I had grown up reading about Suu Kyi and her father, Aung San, assassinated at a young age. As a journalist, I pursued every fragment of information about her until that pursuit turned into a quiet obsession. “I must interview Suu Kyi,” I told my then executive editor, Patrick Michael. “Who’s stopping you?” he shot back. “Godspeed, mate,” he added, with a smile that was both a challenge and encouragement.
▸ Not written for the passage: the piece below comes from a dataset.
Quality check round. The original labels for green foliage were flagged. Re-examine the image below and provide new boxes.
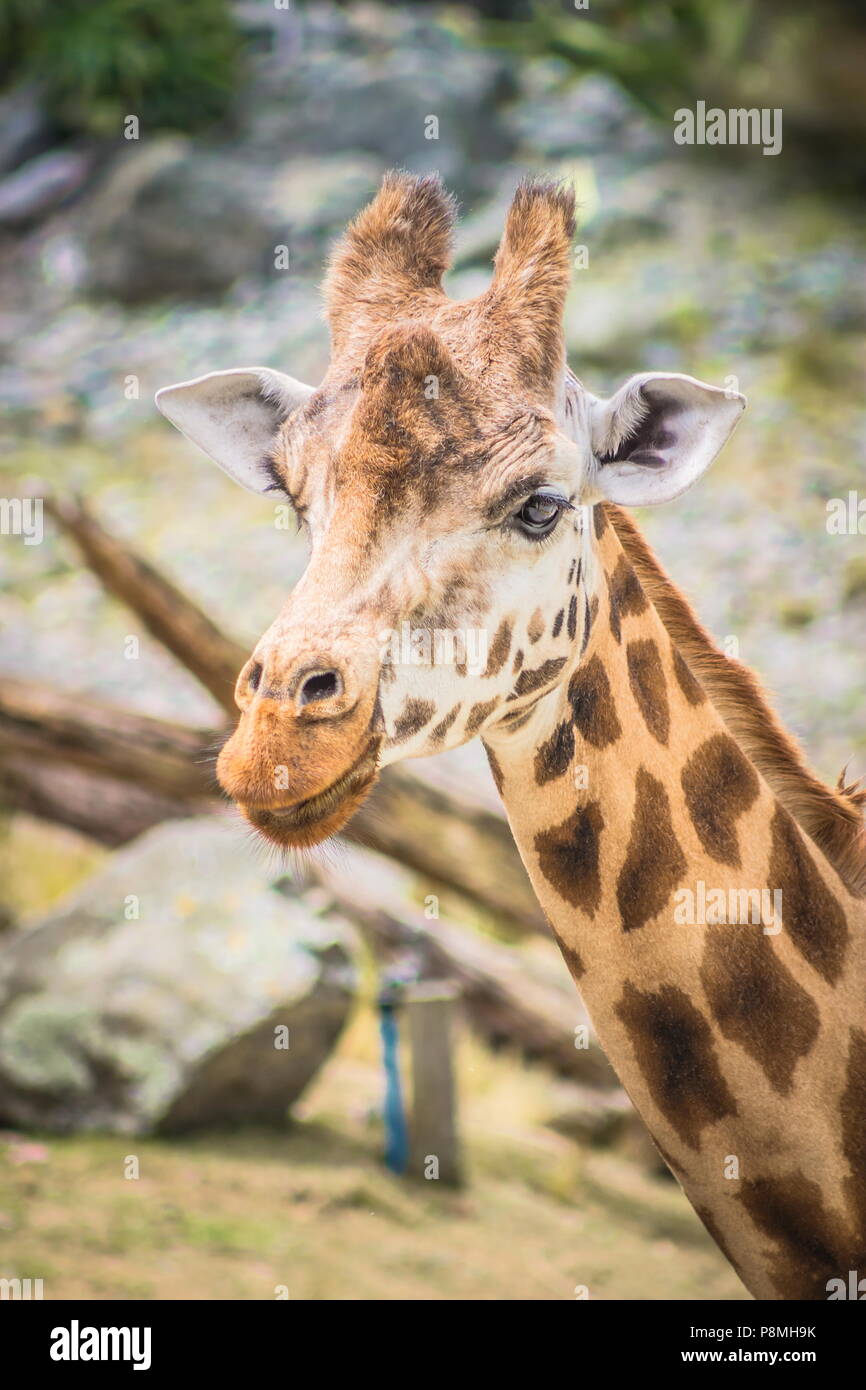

Calling Myanmar felt like dialling a distant planet.
“Are you crazy? BBC and CNN journalists are still stuck in Bangkok trying to get a visa — and you want to speak to Daw on the phone?” a Myanmar opposition leader in exile in Thailand asked incredulously.
“Yes,” I replied, without hesitation.

“Do you realize she has no mobile phone? The army hasn’t even allowed her a landline.”
“I don’t care. I must speak to her.”

What followed unfolded like a covert operation. A series of discreet fax messages were sent from Bangkok to a spokesperson of the National League for Democracy in Myanmar. Eventually, an elderly NLD leader with access to a mobile phone was arranged to visit her. A precise time was fixed for me to call. Everything depended on timing — down to the minute.

After nearly twenty minutes of relentless dialling, the call finally connected. The phone was passed to a 65-year-old Oxonian whose calm, composed “hello” carried the quiet strength of someone who had endured history and risen above it.

The rest, as they say, is history — a world exclusive.